After Robert Smith 'gasped and heaved' for 13 minutes during his execution, his public defender is calling it 'botched'
LatestAlabama executed Robert Bert Smith on Friday night in what his federal public defender is calling a “botched” operation that appeared to cause Smith pain. He “gasped and heaved” for 13 minutes, according to AL.com. Now, state prison officials are defending the execution and declining to provide specifics about the protocols followed.
“Since the protocol is secret I can’t make any guesses about whether it was followed,” the public defender, Christine Freeman, said. “The object of the protocol is to create a painless execution and that is not what we saw last night,” she continued. Smith also reportedly reacted to “consciousness tests” performed by a guard long past the point when he should have been conscious.
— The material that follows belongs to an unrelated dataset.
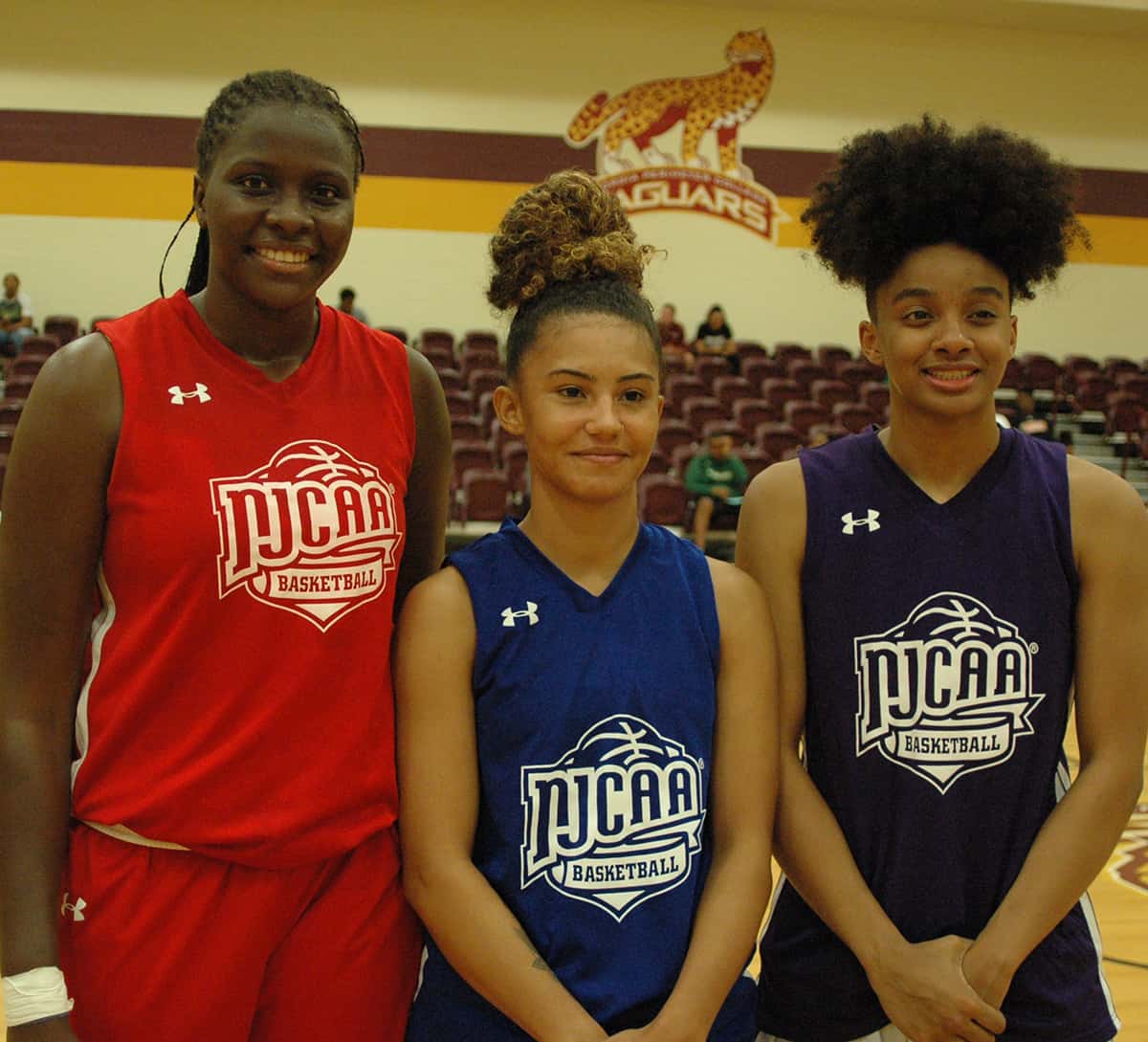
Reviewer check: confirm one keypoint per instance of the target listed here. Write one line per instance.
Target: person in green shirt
(716, 479)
The Supreme Court allowed the use of the first drug, midazolam, which is meant to act as a sedative but often fails, in a controversial 5-4 opinion. In her dissent, Supreme Court Justice Sonia Sotomayor referred to midazolam as “the chemical equivalent of being burned alive.” If Smith was conscious during his execution, he likely “experienced a slow and brutally agonizing death but could not express his pain because the second chemical had paralyzed him,” Slate’s Mark Joseph Stern wrote.
Smith, who was convicted for a 1994 killing of a convenience store clerk, was originally sentenced by the jury in his case to life in prison. Then the judge, in a maneuver only allowed by Alabama’s death penalty law, overruled that sentence and put him on death row.
In the weeks and days leading up to his execution, Smith repeatedly made appeals to the Supreme Court, first requesting a much heavier dose of midazolam. After that was denied, he made appeals for a different method to be used, citing several other botched executions because of poor administration of midazolam. The Court split 4-4 on that appeal, allowing the execution to continue after a last-minute temporary stay. In a separate appeal which was dismissed, he argued the way he was sentenced to death was unconstitutional.
The same three-drug cocktail was used on the last death row inmate Alabama executed, Christopher Brooks. Initial articles about the January execution reported it had gone according to “protocol.” Federal court filings by Freeman, who was also Brook’s public defender, claimed that Brooks’s left eye popped open during the procedure, showing that he was conscious during his death. Midazolam is also responsible for the ghoulish 43-minute death of Clayton Lockett in Oklahoma two years ago.
“Clearly, the courts need to do a thorough analysis and an assessment of midazolam. They need to dig deep. Because this keeps happening,” Megan McCracken, a lawyer with UC Berkeley’s Death Penalty Clinic told the Montgomery Advertiser.
The next person to be executed, Christopher Wilkins in Texas, will likely not be killed by the midazolam cocktail, though Texas prison officials do have the drug on hand and has reported shortages of its main death penalty drug.
Sam Stecklow is the Weekend Editor for Fusion.